Sem Estado forte, não há Sistema Único de Saúde nem compra de respiradores nem auxílio emergencial nem renda básica de cidadania. Sem funcionalismo público sério e dedicado, não há testes, nem produção de medicamentos em larga escala. Nem vacina. Sobretudo, é o fato de essas pesquisas estarem sendo feitas em entidades públicas que nos protege, em certa medida, da apropriação dessa tecnologia e desses lotes de vacina pelo mercado. Sobretudo numa pandemia dessas proporções, é preciso que a cura venha a galope e que ela seja gratuita para a população, sem diferenciação por CEP, DDI ou classe social.

Quando uma senhora flagrada sem máscara num estabelecimento comercial do Rio de Janeiro desrespeita o fiscal que a interpela e, ao ver que o profissional se dirigiu a seu marido como "cidadão", responde algo como "ele é engenheiro civil, formado, melhor do que você", seu gesto reproduz um discurso anacrônico e irresponsável, tão caro aos terraplanistas, que a um só tempo discrimina servidor público e despreza a ciência.

Sua atitude é também condizente com o histórico de agressões dirigidas a essas mesmas instituições por membros do alto escalão do Governo Federal. "Eu não confio nas pesquisas da FioCruz", afirmou o deputado federal Osmar Terra quando era ministro da Cidadania no primeiro ano do governo Bolsonaro. "Tudo da Fiocruz envolve LGBTI. Eles têm um pênis na porta, tapetes do Che Guevara", declarou Mayra Pinheiro, secretária do Ministério da Saúde. "Faço um apelo a meus familiares: não tomem a vacina chinesa do Doria!", exaltou-se Sergio Camargo, presidente da Fundação Palmares, referindo-se à parceria entre o laboratório chinês Sinovac Biothec e o Instituto Butantan, vinculado ao governo de São Paulo.

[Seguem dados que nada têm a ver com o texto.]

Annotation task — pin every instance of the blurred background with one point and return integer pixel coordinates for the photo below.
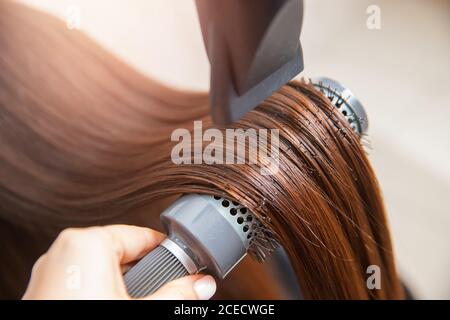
(398, 65)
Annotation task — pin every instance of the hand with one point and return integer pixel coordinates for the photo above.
(89, 264)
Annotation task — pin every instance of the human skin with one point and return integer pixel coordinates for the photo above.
(88, 263)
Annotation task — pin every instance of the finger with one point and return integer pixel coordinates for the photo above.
(131, 242)
(195, 287)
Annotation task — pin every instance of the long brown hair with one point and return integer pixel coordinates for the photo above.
(86, 139)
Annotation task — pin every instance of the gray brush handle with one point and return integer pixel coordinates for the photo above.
(153, 271)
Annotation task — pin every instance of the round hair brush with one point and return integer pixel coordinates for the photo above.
(213, 234)
(205, 233)
(346, 102)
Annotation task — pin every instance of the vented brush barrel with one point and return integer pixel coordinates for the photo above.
(205, 233)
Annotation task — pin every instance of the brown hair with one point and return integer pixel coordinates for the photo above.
(85, 139)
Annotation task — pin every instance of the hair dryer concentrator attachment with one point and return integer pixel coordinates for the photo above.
(205, 233)
(253, 48)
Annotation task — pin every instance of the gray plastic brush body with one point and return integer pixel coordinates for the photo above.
(205, 233)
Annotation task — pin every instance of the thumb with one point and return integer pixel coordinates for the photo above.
(195, 287)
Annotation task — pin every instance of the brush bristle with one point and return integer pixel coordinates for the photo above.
(260, 239)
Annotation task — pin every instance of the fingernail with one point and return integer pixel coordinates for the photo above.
(205, 287)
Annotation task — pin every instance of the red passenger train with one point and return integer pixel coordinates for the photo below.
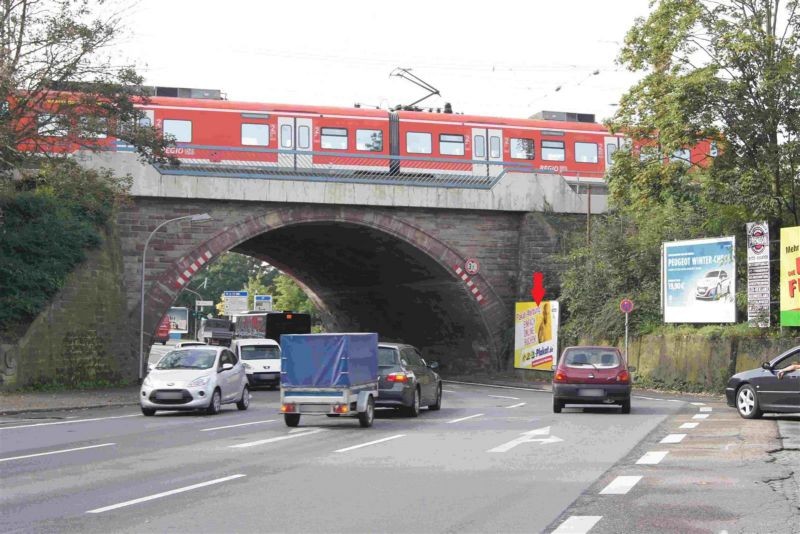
(211, 133)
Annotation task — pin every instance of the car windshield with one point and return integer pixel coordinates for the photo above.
(592, 357)
(387, 357)
(260, 352)
(188, 359)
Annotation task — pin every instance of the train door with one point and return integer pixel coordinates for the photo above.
(611, 144)
(294, 142)
(487, 145)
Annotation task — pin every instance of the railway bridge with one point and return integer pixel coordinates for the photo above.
(373, 254)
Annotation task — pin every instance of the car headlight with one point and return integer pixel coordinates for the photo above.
(202, 381)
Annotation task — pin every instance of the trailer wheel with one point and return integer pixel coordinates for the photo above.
(366, 417)
(291, 419)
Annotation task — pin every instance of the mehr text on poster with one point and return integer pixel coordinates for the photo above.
(699, 281)
(178, 320)
(790, 276)
(536, 335)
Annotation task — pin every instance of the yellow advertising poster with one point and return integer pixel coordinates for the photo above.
(535, 335)
(790, 276)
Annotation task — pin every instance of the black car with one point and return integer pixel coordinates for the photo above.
(757, 391)
(406, 382)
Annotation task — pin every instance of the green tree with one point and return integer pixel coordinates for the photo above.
(48, 47)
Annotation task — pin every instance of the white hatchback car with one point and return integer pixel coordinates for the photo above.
(261, 359)
(195, 378)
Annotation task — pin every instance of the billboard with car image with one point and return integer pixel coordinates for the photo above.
(698, 280)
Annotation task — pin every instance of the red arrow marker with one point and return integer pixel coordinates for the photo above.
(538, 288)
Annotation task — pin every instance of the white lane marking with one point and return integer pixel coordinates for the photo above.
(652, 457)
(620, 485)
(497, 387)
(465, 418)
(56, 452)
(673, 438)
(528, 437)
(72, 421)
(164, 494)
(240, 424)
(273, 440)
(578, 524)
(370, 443)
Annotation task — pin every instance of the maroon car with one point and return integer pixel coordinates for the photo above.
(592, 375)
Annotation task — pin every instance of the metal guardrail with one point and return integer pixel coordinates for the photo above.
(328, 166)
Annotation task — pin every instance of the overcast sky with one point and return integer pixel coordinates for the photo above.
(501, 58)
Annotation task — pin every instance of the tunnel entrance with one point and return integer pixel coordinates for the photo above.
(364, 279)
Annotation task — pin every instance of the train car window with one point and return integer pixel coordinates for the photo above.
(255, 134)
(522, 148)
(682, 155)
(494, 147)
(553, 150)
(370, 140)
(93, 127)
(287, 137)
(334, 138)
(52, 125)
(479, 150)
(586, 152)
(304, 137)
(418, 143)
(179, 129)
(451, 145)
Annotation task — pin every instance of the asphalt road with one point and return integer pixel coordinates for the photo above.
(492, 460)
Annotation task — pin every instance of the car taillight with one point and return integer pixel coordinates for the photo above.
(397, 377)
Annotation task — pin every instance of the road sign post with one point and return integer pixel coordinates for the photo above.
(626, 306)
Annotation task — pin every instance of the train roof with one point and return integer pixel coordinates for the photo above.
(469, 120)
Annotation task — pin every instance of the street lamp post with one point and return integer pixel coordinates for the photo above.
(194, 218)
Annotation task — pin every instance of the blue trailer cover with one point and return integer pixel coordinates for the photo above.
(329, 360)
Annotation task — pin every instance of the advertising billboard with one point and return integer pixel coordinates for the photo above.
(698, 280)
(758, 274)
(536, 335)
(178, 320)
(790, 276)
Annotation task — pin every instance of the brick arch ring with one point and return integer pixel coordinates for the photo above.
(170, 283)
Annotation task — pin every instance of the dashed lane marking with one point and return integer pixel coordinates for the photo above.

A propósito, Camargo adota a expressão "vacina chinesa", análoga a "vírus chinês", repetida diversas vezes por membros do Governo Federal ao longo desse período de isolamento, como estratégia preconceituosa de associar sua origem a uma ideia perversa de que a vacina pode não prestar ou ser parte de uma conspiração política internacional. "Não tomem a vacina chinesa", disse Camargo. Ele poderia ter arrematado: "Tomem cloroquina". Talquei?